A correctly written sentence: A possible first step (in developing) a nonsexist vocabulary with which to analyze the works of the nineteenth-century writer Elizabeth Gaskell would be (to stop) referring to her as “Mrs. Gaskell.”

I know the sentence has no errors, but shouldn’t “in developing” be changed to “to develop” in order to be parallel with “to stop”?

Nope. Can I give you some advice? Instead of saying, “shouldn’t it be X?” when you miss a question like this, say, “Oh, I guess it’s Y. Huh. Now I know!”

Each mistake you make is a learning opportunity. You might be making it harder for yourself to take advantage of that opportunity if you keep thinking you’re going to discover a place where the person who wrote the question is the one who made a mistake.

Comments (2)

Thanks for the advice Mike!
I know I can be somewhat paranoid about possible errors- I’m just anxious not to make any mistakes. But, for the SAT, I think it’d be better to just accept the answer and move on as you mentioned rather than lose time trying to understand why each answer could or couldn’t be wrong. Do you have tips on how I can not be so paranoid while taking the tests?

I just realized the answer to the question above.
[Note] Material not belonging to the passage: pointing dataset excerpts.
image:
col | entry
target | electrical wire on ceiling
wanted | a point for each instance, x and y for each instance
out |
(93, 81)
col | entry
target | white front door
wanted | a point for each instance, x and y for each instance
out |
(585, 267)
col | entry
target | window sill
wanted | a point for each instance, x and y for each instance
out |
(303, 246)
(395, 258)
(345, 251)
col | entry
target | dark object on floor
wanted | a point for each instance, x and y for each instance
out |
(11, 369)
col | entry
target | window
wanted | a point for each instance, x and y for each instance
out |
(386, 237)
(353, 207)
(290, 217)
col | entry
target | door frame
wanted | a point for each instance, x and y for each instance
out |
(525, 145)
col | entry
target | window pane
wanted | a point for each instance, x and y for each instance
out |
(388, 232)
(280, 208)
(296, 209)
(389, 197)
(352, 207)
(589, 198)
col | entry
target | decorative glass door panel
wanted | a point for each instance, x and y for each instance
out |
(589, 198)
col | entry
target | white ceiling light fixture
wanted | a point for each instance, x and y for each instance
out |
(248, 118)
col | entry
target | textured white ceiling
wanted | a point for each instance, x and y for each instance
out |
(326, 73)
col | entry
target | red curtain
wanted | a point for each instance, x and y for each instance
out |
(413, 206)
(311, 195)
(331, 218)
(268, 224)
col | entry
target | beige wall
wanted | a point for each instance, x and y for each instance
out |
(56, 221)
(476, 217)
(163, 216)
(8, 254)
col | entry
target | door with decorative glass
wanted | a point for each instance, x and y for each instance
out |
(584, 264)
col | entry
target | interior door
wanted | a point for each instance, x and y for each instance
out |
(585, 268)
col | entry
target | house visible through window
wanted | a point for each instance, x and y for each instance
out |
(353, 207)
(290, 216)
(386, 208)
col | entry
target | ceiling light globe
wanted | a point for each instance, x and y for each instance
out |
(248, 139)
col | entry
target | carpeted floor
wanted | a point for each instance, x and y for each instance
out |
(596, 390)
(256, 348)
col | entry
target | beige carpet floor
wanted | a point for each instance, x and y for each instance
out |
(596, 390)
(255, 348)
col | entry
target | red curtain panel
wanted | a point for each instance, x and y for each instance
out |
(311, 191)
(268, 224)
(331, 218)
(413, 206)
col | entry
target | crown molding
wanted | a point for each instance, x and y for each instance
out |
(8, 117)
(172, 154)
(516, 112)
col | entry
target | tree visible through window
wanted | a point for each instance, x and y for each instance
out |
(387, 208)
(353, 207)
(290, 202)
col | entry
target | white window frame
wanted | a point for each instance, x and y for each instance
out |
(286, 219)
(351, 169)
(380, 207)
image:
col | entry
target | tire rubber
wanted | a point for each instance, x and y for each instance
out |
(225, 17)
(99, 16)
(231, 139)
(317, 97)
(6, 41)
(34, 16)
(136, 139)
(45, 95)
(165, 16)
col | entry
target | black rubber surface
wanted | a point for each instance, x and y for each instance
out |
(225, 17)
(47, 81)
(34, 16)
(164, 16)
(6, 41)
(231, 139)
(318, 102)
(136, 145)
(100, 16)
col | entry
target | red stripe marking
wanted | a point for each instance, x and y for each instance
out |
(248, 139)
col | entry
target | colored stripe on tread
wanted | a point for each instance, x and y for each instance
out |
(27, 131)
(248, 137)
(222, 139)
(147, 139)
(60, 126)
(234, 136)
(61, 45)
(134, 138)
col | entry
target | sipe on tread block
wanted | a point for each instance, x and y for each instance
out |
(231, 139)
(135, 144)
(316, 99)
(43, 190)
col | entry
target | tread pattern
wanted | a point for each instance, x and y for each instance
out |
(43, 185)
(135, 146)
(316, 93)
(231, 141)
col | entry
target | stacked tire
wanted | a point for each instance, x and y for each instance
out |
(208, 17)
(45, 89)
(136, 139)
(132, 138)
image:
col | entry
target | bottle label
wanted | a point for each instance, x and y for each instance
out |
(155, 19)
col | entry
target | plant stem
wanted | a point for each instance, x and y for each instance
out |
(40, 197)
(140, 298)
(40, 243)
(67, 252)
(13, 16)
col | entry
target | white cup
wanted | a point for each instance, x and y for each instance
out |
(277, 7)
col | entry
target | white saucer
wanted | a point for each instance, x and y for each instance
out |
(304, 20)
In the example sentence

To follow her advice is to obey your duties (Rather than: Following her advice is to obey your duties),

the first sentence maintains the infinitive and is thus parallel, but the parenthetical sentence violates parallelism by having a gerund paired with an infinitive.

But the sentence I posted “The first step in developing……would be to stop” still maintains parallelism because “in developing” is an phrase that just provides extra info and thus be crossed out (since it’s not the subject). Thus, the clearer way to see the sentence is “The first step….would be to stop,” which only has one infinitive and thus no parallelism is needed.